Cumston Hall | |
Location: | 796 Main St., Monmouth, Maine |
Coordinates: | 44.2411°N -70.0344°W |
Built: | 1899-1900 |
Architect: | Harry Hayman Cochrane |
Architecture: | Romanesque Revival |
Added: | August 14, 1973 |
Refnum: | 73000130 |
Cumston Hall is a historic community building at 796 Main Street in downtown Monmouth, Maine. Built in 1900, it is one of the most flamboyant examples of wooden Romanesque Revival architecture to be found in a small-town setting in the entire state. It was a gift to the town of Dr. Charles M. Cumston, and presently houses the local public library and local theatrical companies. It was listed on the National Register of Historic Places in 1973.

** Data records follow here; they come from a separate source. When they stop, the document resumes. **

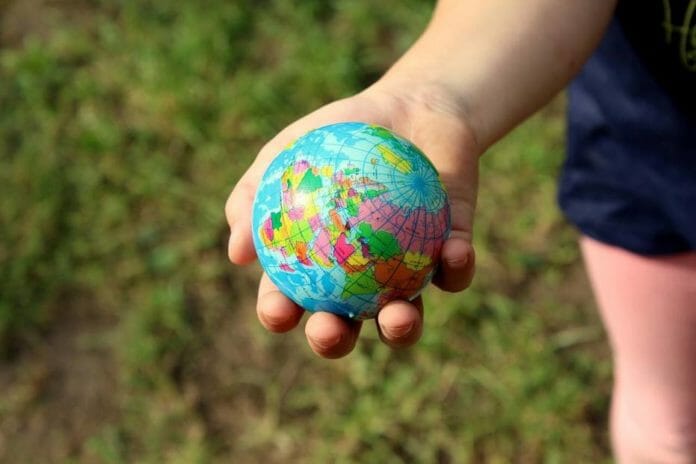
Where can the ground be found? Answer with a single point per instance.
(126, 336)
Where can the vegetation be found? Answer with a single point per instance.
(126, 336)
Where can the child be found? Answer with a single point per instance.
(629, 183)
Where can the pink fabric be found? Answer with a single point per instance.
(648, 305)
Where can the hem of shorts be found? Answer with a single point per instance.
(636, 246)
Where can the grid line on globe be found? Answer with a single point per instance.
(349, 217)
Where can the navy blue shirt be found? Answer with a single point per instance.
(630, 176)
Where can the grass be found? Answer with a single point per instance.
(126, 336)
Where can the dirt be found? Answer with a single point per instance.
(60, 390)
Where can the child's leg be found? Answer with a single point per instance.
(649, 309)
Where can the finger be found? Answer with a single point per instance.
(330, 336)
(400, 323)
(238, 208)
(276, 312)
(457, 264)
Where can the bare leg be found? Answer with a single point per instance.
(648, 306)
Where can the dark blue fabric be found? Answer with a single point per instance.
(630, 175)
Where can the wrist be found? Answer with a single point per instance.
(423, 103)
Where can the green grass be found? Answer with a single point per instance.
(123, 129)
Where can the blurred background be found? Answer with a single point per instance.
(126, 336)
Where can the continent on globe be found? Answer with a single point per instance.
(349, 217)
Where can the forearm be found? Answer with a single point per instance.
(500, 60)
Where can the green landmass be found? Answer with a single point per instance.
(127, 337)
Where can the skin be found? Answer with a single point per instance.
(478, 70)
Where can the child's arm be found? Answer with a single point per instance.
(498, 61)
(477, 70)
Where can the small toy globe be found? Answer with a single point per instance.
(349, 217)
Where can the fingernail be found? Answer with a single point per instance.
(327, 343)
(399, 331)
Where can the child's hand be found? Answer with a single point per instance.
(433, 121)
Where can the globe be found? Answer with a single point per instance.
(349, 217)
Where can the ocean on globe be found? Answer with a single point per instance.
(349, 217)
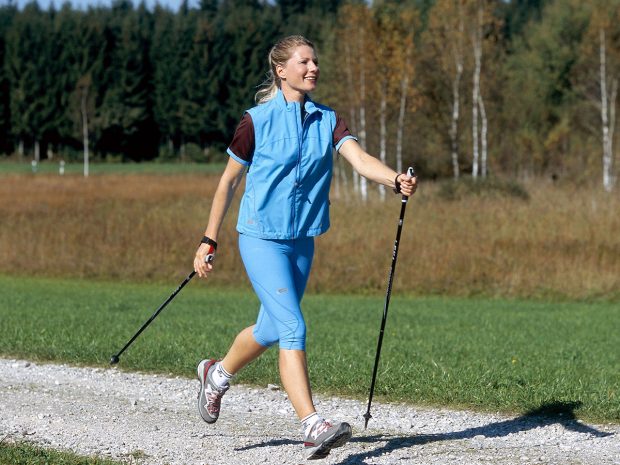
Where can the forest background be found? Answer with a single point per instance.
(514, 89)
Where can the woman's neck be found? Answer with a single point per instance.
(291, 95)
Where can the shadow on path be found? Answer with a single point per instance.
(555, 413)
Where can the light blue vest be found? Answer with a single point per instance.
(287, 186)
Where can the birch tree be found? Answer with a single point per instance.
(479, 136)
(604, 44)
(353, 41)
(395, 30)
(445, 40)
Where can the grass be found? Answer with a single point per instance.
(483, 354)
(555, 243)
(52, 167)
(23, 453)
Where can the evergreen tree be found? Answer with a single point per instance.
(125, 110)
(7, 13)
(28, 59)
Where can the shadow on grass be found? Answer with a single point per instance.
(554, 413)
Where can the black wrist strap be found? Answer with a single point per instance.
(208, 240)
(397, 184)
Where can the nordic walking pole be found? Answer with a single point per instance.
(367, 415)
(116, 357)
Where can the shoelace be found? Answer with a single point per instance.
(319, 429)
(214, 400)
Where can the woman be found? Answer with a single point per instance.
(285, 145)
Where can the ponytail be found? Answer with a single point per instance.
(278, 55)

Cumston Hall stands prominently in the village of Monmouth, on the east side of Main Street (Maine State Route 132), opposite its junction with Blue Road. It is a large two-story wood-frame structure, with a hip roof, clapboard siding, and granite foundation. A square tower, about 70feet in height, projects from the front right corner, rising to a pyramidal roof with small corner turrets. The exterior is festooned with applied woodwork, with grouped round columns supporting an arcaded ground floor. Upper floor windows consists of paired round-arch windows, with a Palladian-style three part window in a gabled projecting section above the main entrance.
Cumston Hall was completed in 1900 and is named in honor of Dr. Charles M. Cumston, a former headmaster at the English High School in Boston, who gave the Romanesque Revival and Queen Anne style building to Monmouth equipped with a library and auditorium. Cumston chose Harry Hayman Cochrane (1860–1946), a muralist who went to school in Monmouth, to design and decorate it. Cochrane's work is most noted in the cherubic portraits that adorn the ceiling and the intricate hand-molded plaster work that frames the walls, boxes, and proscenium arch of the stage.[1]
Today, Cumston Hall is the home of the Cumston Public library, the Theater at Monmouth, Monmouth Community Players, and many local activities. The theatrical productions staged here are a draw for people living outside of Monmouth to come and see this landmark.